In our wilderness in South Africa, we are coming out of a long dry winter that kept us all covered, including little Khanyisa in her woolly and fleece blankets, in the chilly mornings and evenings. The sun is now rising much earlier and setting later, giving us more time in the day for garden grazing and sheep companion bonding. It is also heating up the reserve and treating us to the odd drizzle of rain, helping the earth to send us new green grass shoots. Throughout the seasonal changes that affect us so greatly out here, the rescued elephants in the herd have remained constantly interested in one of their favourite past times… swimming.
These swimming trunks have taken to the waterhole for shallow and deep dips, or mud wallows and sand showers on the edges of the dam, and little albino calf Khanyisa has stayed close to adoptive mother Lundi’s legs throughout. Wherever Lundi goes, Khanyisa goes. Although the calf is developing a firm independent mind of her own and does sometimes wander off from the dam into the bushes. Allomother Kumbura is always close by and following after the youngest member in the herd. It’s remarkable to watch and incredibly heartwarming. The herd’s social dynamics certainly make a grand appearance when the herd are together at the dam, and each elephant has their own approach to the water.
Fishan, Bubi, Timisa, Limpopo, Zindoga, Mambo and Jabulani are the big swimmers in the Jabulani herd, along with Sebakwe, but all African elephants enjoy frequent swims, splashes or drinks when water is available. They are the only mammals that can remain submerged deep below the water’s surface while snorkelling.
Elephants don’t just drink water, they use it for evaporative cooling, they play in it, wallow in it, bond in it, and swim across it in cases of rivers to get to greener pastures. They are strong and natural swimmers (unlike humans, who need to learn to swim) and recent studies have even suggested that elephants may have an aquatic ancestry and that the trunk may have developed for snorkelling. Science has revealed that they used to live partially in water – back in the age of an ancient elephant ancestor called Moeritherium, which spent most of its time in rivers and swamps.
Because of their natural ability to float and a trunk which acts as a snorkel, they can swim for hours without stopping. Their massive bodies help them to float with ease and rest when they wish, but elephants can also walk along the bottom of the dam or river when it’s shallow enough, with their trunks out for breathing.
In addition to the help from their long proboscis, their lungs are uniquely adapted to deal with the pressure changes caused by snorkelling – or when inhaling large volumes of water into the trunk before drinking or spraying it onto the skin.

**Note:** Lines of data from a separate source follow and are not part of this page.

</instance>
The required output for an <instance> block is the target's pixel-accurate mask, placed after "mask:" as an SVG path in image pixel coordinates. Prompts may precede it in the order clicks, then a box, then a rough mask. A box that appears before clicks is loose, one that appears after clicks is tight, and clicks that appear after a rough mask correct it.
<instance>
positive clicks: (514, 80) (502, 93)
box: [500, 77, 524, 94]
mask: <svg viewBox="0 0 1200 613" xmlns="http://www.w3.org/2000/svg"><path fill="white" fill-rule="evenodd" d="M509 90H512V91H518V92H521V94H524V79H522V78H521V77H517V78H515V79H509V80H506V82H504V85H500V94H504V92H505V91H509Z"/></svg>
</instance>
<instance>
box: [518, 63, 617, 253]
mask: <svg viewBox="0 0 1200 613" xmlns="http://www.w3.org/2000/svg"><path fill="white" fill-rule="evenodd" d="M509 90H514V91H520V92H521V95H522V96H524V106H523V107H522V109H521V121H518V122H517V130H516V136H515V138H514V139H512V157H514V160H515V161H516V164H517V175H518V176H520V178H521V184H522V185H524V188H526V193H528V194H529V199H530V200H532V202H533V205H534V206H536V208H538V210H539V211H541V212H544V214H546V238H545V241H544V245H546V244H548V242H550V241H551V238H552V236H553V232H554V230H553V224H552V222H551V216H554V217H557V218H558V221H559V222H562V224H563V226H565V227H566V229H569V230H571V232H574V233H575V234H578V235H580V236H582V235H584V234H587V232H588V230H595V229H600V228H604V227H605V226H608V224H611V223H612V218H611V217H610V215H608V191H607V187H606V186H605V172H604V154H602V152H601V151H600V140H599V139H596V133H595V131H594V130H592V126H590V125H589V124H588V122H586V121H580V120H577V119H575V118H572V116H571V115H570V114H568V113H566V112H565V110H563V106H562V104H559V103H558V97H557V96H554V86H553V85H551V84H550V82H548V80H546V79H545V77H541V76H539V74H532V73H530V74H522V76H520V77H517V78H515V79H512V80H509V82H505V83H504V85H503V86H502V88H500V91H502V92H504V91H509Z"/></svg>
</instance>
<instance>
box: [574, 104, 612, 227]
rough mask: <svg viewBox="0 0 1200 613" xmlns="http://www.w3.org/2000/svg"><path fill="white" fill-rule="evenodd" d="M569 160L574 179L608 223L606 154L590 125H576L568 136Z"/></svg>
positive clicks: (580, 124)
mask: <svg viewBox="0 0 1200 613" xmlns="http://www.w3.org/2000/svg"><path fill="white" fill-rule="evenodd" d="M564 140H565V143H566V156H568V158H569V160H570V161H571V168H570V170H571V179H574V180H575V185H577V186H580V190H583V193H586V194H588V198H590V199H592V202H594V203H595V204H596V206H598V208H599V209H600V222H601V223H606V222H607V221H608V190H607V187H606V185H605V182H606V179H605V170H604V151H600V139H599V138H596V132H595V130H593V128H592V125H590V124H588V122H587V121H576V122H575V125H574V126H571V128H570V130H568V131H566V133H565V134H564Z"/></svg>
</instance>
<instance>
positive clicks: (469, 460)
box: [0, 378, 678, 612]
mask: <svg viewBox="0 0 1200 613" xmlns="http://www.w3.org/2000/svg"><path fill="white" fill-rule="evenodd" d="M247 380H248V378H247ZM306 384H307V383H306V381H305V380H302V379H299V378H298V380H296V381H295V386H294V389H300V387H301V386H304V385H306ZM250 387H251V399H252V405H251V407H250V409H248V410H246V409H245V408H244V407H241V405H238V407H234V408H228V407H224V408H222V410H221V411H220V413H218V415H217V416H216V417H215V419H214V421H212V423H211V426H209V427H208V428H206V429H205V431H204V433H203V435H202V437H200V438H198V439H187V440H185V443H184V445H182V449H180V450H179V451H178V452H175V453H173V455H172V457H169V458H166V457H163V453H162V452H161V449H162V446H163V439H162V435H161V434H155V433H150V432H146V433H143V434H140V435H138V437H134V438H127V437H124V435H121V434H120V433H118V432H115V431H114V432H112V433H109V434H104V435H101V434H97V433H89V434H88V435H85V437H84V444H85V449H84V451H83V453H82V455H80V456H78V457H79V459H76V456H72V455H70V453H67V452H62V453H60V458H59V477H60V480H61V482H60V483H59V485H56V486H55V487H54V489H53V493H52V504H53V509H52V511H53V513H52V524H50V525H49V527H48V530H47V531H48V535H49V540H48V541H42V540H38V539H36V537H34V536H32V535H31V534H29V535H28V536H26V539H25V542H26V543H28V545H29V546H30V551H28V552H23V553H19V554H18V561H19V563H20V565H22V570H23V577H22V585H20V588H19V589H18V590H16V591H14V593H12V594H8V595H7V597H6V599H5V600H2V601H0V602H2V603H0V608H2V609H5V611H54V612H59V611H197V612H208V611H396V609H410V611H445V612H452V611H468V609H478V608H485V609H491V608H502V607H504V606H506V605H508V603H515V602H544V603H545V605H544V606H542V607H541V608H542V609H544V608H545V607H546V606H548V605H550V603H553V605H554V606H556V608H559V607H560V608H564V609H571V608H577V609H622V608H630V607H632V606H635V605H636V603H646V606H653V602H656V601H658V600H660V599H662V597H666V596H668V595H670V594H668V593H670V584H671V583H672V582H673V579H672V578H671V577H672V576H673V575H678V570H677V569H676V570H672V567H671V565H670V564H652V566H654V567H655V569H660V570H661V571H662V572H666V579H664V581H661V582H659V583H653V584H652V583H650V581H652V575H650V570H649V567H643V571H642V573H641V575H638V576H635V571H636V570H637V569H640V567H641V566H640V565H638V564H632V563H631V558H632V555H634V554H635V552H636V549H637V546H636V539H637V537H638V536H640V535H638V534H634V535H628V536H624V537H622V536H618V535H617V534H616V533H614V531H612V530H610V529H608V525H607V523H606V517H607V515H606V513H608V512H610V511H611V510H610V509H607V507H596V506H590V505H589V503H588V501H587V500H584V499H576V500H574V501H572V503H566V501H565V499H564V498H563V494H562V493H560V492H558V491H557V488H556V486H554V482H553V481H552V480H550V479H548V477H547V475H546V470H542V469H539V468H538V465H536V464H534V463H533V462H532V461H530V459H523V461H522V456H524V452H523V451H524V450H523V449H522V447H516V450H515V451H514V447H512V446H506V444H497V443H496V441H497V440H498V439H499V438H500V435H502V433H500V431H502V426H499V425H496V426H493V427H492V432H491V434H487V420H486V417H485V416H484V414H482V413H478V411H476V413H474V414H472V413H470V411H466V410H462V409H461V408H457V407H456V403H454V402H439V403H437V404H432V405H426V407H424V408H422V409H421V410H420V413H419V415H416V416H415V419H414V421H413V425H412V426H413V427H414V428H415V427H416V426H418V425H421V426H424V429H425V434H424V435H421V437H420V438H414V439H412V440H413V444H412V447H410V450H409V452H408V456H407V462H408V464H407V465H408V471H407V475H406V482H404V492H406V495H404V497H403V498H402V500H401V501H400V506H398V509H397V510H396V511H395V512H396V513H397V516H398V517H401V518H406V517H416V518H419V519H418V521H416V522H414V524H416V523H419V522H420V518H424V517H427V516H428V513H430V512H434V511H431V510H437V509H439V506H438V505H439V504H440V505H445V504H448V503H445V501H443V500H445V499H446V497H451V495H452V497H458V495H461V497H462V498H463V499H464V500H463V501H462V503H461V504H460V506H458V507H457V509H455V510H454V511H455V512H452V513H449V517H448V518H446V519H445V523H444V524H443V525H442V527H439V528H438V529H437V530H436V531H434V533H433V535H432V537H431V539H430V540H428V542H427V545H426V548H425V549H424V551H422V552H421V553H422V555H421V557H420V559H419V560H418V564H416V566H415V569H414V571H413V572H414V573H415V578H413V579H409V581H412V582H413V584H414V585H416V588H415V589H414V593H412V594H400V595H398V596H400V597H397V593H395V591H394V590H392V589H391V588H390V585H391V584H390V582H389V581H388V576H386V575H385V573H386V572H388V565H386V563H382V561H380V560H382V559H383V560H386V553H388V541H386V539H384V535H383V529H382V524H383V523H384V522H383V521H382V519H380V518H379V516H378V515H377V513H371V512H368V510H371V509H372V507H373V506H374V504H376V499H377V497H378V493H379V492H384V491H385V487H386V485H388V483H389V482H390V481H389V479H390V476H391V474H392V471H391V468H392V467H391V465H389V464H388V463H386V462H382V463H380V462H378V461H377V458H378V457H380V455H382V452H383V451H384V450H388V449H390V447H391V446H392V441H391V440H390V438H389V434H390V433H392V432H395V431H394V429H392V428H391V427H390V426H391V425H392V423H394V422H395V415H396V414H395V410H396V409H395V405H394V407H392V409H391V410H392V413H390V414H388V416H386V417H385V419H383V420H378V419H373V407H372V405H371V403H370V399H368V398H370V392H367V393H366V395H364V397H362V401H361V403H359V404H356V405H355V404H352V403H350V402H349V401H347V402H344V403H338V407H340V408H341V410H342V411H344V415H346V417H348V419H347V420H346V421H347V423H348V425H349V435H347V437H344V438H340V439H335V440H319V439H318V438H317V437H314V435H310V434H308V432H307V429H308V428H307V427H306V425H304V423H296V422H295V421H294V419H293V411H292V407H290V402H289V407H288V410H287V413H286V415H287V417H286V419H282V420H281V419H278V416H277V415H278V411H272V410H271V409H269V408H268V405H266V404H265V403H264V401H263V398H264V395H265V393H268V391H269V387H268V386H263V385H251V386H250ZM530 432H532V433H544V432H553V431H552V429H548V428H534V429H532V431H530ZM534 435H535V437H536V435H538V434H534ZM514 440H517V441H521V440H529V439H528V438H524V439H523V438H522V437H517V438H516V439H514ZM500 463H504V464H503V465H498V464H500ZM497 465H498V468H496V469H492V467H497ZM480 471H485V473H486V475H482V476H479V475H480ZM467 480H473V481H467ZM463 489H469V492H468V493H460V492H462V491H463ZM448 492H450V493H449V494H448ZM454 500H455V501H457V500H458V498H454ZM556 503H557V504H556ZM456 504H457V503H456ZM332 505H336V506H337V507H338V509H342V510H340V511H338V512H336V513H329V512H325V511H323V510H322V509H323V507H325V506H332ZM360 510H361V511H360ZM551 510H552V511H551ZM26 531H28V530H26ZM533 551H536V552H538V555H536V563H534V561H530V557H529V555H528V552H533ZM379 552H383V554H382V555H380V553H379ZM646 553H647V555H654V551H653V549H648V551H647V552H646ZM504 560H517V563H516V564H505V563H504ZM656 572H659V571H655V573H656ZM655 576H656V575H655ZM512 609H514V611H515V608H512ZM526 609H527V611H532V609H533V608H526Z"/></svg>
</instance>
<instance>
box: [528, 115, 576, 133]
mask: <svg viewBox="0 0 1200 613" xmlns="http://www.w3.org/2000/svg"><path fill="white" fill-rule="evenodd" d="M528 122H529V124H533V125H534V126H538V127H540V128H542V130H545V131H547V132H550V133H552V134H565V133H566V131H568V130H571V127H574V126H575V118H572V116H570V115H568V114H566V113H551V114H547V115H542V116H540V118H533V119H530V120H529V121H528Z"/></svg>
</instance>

Their trunks are phenomenal for many reasons but while watching them beside the coolness of a dam, drinking from the banks, you can see how they use these strong organs to suck up and hold water (up to around 12 litres), which they pour into their mouths to swallow. With their incredible olfactory skills, the trunks can also identify water sources from a great distance away, scents they can commit to their long-term memory.
In the water, the bulls get a little extra energised from time to time and take to playful sparring in or beside the water, whether it’s the young bulls, Mambo and Zindoga, or Mambo taking on Sebakwe. This tussling is a show and sussing out of one another’s strength, often with water splashing this way and that between the gently boisterous shoves and pushes.
Elephants’ caring and fiercely protective nature as a herd can also be seen at the waterhole. With little albino calf, Khanyisa joining the Jabulani herd now for swims during their days out in the reserve, some of the elephants will always rally around her, keeping her close and well-monitored to ensure that she doesn’t drown or get into trouble. Whether around the muddy edges or in the deep (which is obviously much deeper for her little legs than those tree trunk legs of the great Sebakwe), they are always only a foot or trunk away from nudging her to safety.
Observing the herd in the waterhole is a great teacher of elephant behaviour, from the elephants’ first dash to the dam to the last muddy rub up and down against a tree on the way out. Witnessing the playing, bonding, bathing, learning, sparring, breathing, spraying, splashing, submerging and drinking, you also realise how important water is in the lives of elephants, in the lives of us all.